FIG. 1 is a block diagram showing the circuit configuration of an electronic musical instrument according to an embodiment of the present invention, FIG. 2 is a format diagram of performance data in an external storage medium, FIG. 3 is a format diagram of a header, and FIG. is a format diagram of music data, Figure 5 is a format diagram of control data, Figure 6 is a format diagram of rhythm data, Figure 7 is a flowchart of the main routine, and Figure 8 is a diagram of the interrupt routine. Flowchart: FIG. 9 is a flowchart of control data processing; FIG. 10 is a flowchart of music data processing; FIG. 11 is a flowchart of channel-specific processing; FIG. 12 is a flowchart of rhythm sound processing.
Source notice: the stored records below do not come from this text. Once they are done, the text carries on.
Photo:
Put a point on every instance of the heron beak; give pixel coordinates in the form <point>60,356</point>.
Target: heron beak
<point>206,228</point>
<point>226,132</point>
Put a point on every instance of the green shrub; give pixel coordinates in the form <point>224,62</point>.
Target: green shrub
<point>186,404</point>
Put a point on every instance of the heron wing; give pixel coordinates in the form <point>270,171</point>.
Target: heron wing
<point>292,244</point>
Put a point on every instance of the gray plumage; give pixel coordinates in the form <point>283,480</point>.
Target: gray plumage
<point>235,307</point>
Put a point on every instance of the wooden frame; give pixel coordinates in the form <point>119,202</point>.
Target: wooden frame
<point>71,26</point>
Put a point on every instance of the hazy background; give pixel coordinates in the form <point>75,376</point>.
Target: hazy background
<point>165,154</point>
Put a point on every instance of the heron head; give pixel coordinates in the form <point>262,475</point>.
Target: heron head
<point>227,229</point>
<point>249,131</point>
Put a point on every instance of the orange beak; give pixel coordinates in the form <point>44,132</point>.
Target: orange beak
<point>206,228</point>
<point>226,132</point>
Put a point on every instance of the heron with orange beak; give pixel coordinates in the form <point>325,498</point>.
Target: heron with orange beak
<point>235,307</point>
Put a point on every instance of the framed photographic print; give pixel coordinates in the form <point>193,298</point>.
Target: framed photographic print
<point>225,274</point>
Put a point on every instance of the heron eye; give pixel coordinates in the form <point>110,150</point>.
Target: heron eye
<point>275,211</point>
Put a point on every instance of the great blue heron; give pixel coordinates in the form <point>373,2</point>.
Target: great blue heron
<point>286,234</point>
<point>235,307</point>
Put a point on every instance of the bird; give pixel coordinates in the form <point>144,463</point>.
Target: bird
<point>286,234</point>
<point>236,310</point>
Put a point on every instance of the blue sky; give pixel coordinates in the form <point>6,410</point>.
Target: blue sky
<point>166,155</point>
It is. 10...Bus, 14...Control switch circuit, 1
6...Central processing unit, 18...Program memory, 20...Working memory, 22...Reading device, 24...Performance data memory, 26...Tempo oscillator, 28...Tone generator for music, 3
0...Rhythm tone generator, 32...External storage medium, 34...Sound system.

Claims (1)

[Scope of Claims] 1 (a) a first storage unit storing a plurality of sets of pattern data having different contents, with one set of pattern data representing a rhythm pattern of a performance section of a predetermined length; (b) a desired music piece; music information corresponding to a note progression; first and second pattern selection information for instructing to select one set of pattern data and another set of pattern data among the plurality of sets of pattern data; (c) a second storage unit storing first and second timing information respectively representing pattern selection timings related to the first and second pattern selection information in relation to the note progression of the song; The music information is read out from the storage unit according to the note progression of the music, and the first
and reading means for sequentially reading out the first and second pattern selection information according to pattern selection timing indicated by second timing information; (d) reading out the first pattern selection from the second storage section; When the information is read out, the first pattern selection information is held, and when the second pattern selection information is read out from the second storage section, the second pattern selection information is stored in the first pattern selection information. (e) each time the holding means holds pattern selection information, a set of pattern data indicated by the pattern selection information is selected from among the pattern data in the first storage section; (f) a rhythm sound generating means that automatically generates a rhythm sound signal by reading the music information from the second storage section; An automatic performance device comprising a musical tone generating means.